Dziś analitycy coraz głośniej mówili o wprowadzeniu przez rosyjskie władze kontroli walutowej. - W podobnych sytuacjach bank centralny w kraju rozwijającym się powinien złamać kark rynkowi, sprzedając dolary. A tu bank centralny wycofał się z agresywnej sprzedaży waluty, która wsparłaby politykę monetarną. Dlatego dzisiejsze podniesienie stawek nic nie dało i nie możemy wykluczyć wprowadzenia kontroli transakcji walutowych i ograniczeń w zakupach - uważa Luis Costa analityk Citigroup.

- Podniesienie stóp nie zahamowało spadku rubla. Teraz oczekujemy powtórki z lat 1998/1999 (Rosja ogłosiła techniczną niewypłacalność a kurs dolara z 6 rubli skoczył do 21 rubli; wiele banków upadło; ludzie utracili oszczędności; inwestorzy uciekli, ale zyskały firmy eksportowe - red). Także o jeden krok zbliżyliśmy się do wprowadzenia ograniczeń w przepływie kapitału - ocenił Per Hammarlun główny strategi rynków rozwijających się w banku SEB (Skandinaviska Enskilda Banken), dla agencji Bloomberg.

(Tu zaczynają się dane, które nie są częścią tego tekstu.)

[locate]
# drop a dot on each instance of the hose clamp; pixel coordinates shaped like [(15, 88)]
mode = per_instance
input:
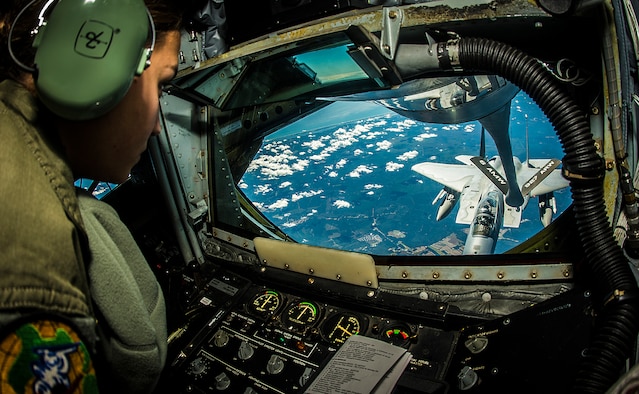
[(618, 296), (448, 55)]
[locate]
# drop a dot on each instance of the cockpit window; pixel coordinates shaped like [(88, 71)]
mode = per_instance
[(359, 176)]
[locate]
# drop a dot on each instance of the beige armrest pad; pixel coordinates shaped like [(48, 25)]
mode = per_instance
[(350, 267)]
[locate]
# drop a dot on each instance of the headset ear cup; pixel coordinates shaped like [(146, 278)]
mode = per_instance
[(145, 61), (88, 54)]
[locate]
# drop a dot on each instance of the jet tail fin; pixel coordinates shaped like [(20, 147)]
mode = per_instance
[(491, 173), (539, 176)]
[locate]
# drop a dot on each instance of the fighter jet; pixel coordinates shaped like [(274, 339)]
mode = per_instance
[(480, 186)]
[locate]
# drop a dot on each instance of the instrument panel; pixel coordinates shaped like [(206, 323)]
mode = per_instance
[(259, 339), (254, 336)]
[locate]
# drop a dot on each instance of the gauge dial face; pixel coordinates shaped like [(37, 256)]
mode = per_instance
[(398, 335), (266, 302), (341, 326), (303, 313)]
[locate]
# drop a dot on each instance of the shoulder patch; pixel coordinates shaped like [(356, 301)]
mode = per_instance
[(45, 357)]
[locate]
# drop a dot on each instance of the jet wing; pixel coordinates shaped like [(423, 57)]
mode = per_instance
[(454, 176), (542, 179)]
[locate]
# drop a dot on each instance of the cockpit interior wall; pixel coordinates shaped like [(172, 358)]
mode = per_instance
[(297, 170)]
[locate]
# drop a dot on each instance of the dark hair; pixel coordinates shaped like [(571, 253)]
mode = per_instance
[(168, 15)]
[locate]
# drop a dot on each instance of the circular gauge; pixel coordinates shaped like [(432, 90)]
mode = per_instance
[(266, 303), (398, 335), (339, 327), (303, 313)]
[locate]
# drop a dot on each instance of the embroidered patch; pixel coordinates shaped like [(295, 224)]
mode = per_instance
[(45, 357)]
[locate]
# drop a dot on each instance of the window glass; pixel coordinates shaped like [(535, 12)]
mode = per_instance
[(343, 178)]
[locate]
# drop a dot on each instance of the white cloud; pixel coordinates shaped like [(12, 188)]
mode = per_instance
[(391, 167), (424, 136), (362, 169), (279, 204), (407, 155), (384, 145), (342, 204), (310, 193)]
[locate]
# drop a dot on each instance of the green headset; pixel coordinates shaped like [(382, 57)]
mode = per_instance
[(88, 52)]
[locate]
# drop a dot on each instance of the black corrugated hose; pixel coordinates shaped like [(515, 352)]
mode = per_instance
[(617, 322)]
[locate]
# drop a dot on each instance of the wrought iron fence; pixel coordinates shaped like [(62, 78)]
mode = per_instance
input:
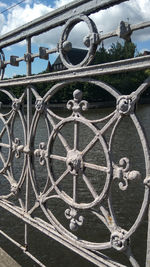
[(16, 198)]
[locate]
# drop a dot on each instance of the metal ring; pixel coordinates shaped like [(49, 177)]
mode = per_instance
[(93, 46)]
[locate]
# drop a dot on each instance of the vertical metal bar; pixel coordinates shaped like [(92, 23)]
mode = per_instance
[(76, 140), (29, 115), (148, 241)]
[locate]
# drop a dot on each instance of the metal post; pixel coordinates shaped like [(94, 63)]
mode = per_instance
[(148, 241), (29, 114)]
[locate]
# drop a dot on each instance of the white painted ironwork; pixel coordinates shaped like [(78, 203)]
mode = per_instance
[(74, 158)]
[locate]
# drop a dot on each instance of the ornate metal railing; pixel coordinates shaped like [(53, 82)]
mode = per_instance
[(15, 192)]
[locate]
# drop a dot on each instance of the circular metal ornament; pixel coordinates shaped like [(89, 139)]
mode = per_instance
[(75, 164), (64, 45)]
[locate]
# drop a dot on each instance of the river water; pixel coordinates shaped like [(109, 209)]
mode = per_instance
[(126, 203)]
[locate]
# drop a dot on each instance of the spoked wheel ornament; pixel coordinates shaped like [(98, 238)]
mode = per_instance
[(75, 158)]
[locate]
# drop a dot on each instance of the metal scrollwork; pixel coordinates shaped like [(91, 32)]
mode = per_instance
[(122, 172), (2, 64), (75, 221)]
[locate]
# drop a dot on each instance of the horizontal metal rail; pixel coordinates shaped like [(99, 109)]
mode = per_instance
[(128, 65), (48, 230), (54, 19)]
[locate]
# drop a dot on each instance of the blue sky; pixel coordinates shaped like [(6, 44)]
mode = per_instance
[(135, 11)]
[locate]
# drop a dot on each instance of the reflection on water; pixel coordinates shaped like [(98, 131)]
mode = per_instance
[(126, 203)]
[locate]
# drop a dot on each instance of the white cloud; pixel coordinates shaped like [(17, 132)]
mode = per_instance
[(59, 3), (3, 5), (106, 20), (21, 15)]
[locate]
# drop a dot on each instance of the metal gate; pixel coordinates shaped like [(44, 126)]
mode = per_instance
[(99, 204)]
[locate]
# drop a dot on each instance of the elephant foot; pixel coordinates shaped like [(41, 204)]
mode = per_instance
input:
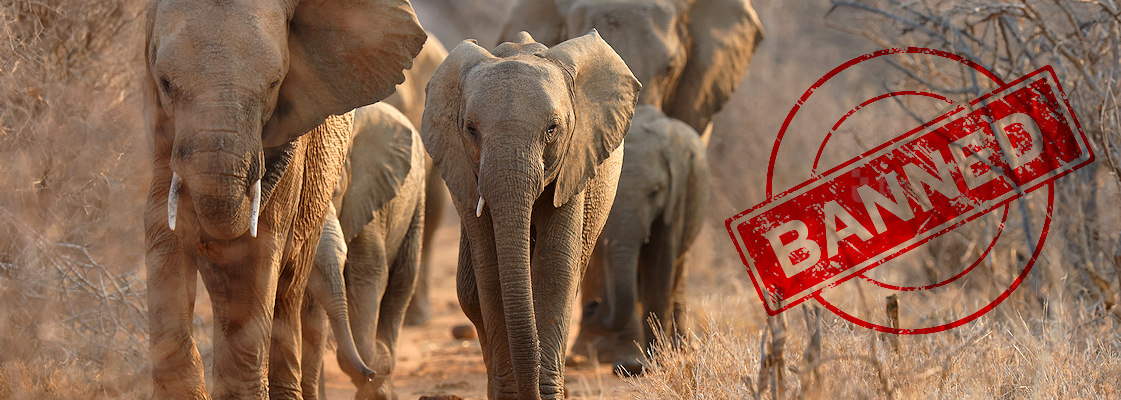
[(586, 352), (629, 368), (419, 312)]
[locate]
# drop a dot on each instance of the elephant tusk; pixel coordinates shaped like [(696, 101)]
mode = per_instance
[(256, 206), (173, 201)]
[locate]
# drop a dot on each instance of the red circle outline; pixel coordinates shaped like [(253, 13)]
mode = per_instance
[(971, 317), (813, 171), (797, 107)]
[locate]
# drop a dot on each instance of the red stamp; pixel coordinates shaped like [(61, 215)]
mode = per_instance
[(967, 161)]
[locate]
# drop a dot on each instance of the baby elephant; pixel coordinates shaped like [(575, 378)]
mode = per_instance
[(380, 215), (657, 214)]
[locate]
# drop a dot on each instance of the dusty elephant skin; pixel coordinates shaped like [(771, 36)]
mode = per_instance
[(528, 140), (380, 217), (246, 156), (657, 214), (688, 54), (409, 99)]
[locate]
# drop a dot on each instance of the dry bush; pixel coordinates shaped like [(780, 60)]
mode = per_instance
[(71, 241), (1080, 40), (1056, 337)]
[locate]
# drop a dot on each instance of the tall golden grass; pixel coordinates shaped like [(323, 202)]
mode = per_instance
[(73, 322), (1057, 336), (73, 178)]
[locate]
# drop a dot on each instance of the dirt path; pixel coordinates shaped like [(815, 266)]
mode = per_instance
[(429, 361)]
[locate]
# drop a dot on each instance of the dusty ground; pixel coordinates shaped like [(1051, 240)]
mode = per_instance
[(73, 173)]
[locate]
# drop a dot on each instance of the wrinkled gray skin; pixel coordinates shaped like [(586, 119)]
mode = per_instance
[(409, 99), (326, 303), (658, 212), (240, 99), (379, 235), (689, 55), (528, 141)]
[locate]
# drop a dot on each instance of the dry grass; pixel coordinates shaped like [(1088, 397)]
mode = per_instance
[(74, 322), (71, 241), (1057, 336)]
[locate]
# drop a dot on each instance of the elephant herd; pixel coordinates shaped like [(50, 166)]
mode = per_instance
[(300, 200)]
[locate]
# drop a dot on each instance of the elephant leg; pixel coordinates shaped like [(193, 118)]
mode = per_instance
[(591, 300), (591, 288), (658, 284), (177, 369), (285, 371), (242, 296), (478, 286), (468, 291), (367, 273), (400, 284), (556, 278), (677, 329), (435, 202), (314, 324)]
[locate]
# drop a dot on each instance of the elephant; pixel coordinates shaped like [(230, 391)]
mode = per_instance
[(528, 140), (688, 54), (409, 99), (326, 301), (657, 214), (247, 104), (377, 235)]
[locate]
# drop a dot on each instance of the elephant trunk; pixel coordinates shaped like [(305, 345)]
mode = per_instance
[(219, 161), (329, 289), (509, 194), (620, 280)]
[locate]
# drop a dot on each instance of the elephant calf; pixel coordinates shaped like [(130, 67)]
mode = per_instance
[(380, 216), (528, 140), (658, 211)]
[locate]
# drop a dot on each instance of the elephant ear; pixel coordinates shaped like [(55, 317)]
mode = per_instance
[(156, 121), (443, 121), (379, 163), (342, 54), (542, 19), (604, 93), (723, 35), (688, 177), (409, 95)]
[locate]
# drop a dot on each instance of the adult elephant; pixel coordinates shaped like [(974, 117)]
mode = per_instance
[(688, 54), (241, 102), (409, 99), (528, 140), (658, 212), (380, 216)]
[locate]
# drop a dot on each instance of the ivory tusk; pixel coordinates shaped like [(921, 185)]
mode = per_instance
[(173, 201), (255, 192)]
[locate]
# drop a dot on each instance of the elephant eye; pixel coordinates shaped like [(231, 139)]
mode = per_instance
[(550, 132), (472, 131)]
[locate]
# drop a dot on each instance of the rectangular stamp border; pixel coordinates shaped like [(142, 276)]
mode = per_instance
[(775, 305)]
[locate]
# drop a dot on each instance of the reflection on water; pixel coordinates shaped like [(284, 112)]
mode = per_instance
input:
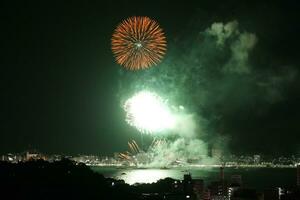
[(144, 175), (252, 177)]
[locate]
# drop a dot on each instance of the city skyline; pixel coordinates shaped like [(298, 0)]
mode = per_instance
[(233, 67)]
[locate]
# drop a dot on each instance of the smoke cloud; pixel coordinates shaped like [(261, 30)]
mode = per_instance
[(212, 74)]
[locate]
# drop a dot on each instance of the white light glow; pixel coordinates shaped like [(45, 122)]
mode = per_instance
[(148, 113)]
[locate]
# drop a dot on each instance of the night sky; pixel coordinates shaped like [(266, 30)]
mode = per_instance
[(62, 91)]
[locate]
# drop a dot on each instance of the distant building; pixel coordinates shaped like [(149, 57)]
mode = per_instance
[(236, 180), (256, 159)]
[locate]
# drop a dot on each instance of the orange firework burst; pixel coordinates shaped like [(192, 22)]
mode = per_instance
[(138, 43)]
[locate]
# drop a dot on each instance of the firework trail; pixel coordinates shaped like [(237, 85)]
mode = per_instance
[(138, 43)]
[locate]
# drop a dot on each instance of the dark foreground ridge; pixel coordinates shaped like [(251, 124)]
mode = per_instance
[(66, 179)]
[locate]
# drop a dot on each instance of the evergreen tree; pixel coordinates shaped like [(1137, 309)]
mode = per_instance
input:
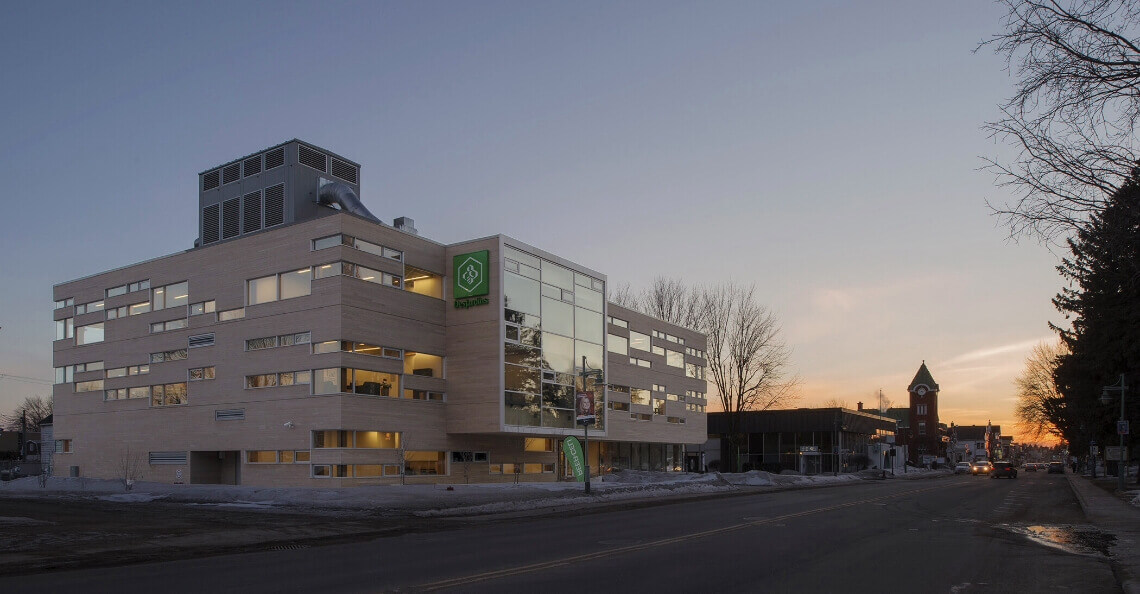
[(1102, 302)]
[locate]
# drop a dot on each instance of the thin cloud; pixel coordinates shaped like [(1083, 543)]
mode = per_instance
[(993, 351)]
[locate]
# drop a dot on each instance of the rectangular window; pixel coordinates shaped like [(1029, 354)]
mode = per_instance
[(169, 325), (296, 283), (377, 439), (618, 344), (65, 328), (170, 297), (88, 334), (638, 341), (261, 290), (261, 456), (231, 314), (198, 374), (202, 307), (89, 387), (89, 308), (425, 463)]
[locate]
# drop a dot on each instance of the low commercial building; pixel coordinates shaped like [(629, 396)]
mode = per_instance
[(302, 341), (807, 440)]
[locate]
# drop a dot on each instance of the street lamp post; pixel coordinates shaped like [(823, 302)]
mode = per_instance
[(600, 375), (1120, 429)]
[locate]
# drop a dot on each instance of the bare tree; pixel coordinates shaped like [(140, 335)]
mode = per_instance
[(35, 407), (748, 360), (1040, 405), (1072, 119), (673, 301), (623, 295), (130, 468)]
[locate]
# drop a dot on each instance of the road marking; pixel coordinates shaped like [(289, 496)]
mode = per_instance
[(632, 548)]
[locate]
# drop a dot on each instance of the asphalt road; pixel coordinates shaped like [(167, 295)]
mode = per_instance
[(957, 535)]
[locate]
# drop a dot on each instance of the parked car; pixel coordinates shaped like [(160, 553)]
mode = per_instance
[(1003, 469)]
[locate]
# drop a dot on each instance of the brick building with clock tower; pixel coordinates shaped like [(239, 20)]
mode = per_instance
[(925, 436)]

Financial Times zwraca uwagę, że dzisiejszy zawał na rosyjskim rynku kosztował trzy zagraniczne banku obecne w Rosji spadek wartości rynkowej o w sumie 3 mld euro. Chodzi o Societe Generale (akcje w dół o 7,3 proc.), Raiffeisen (- 7 proc.) u Unicredit (-3,2 proc.).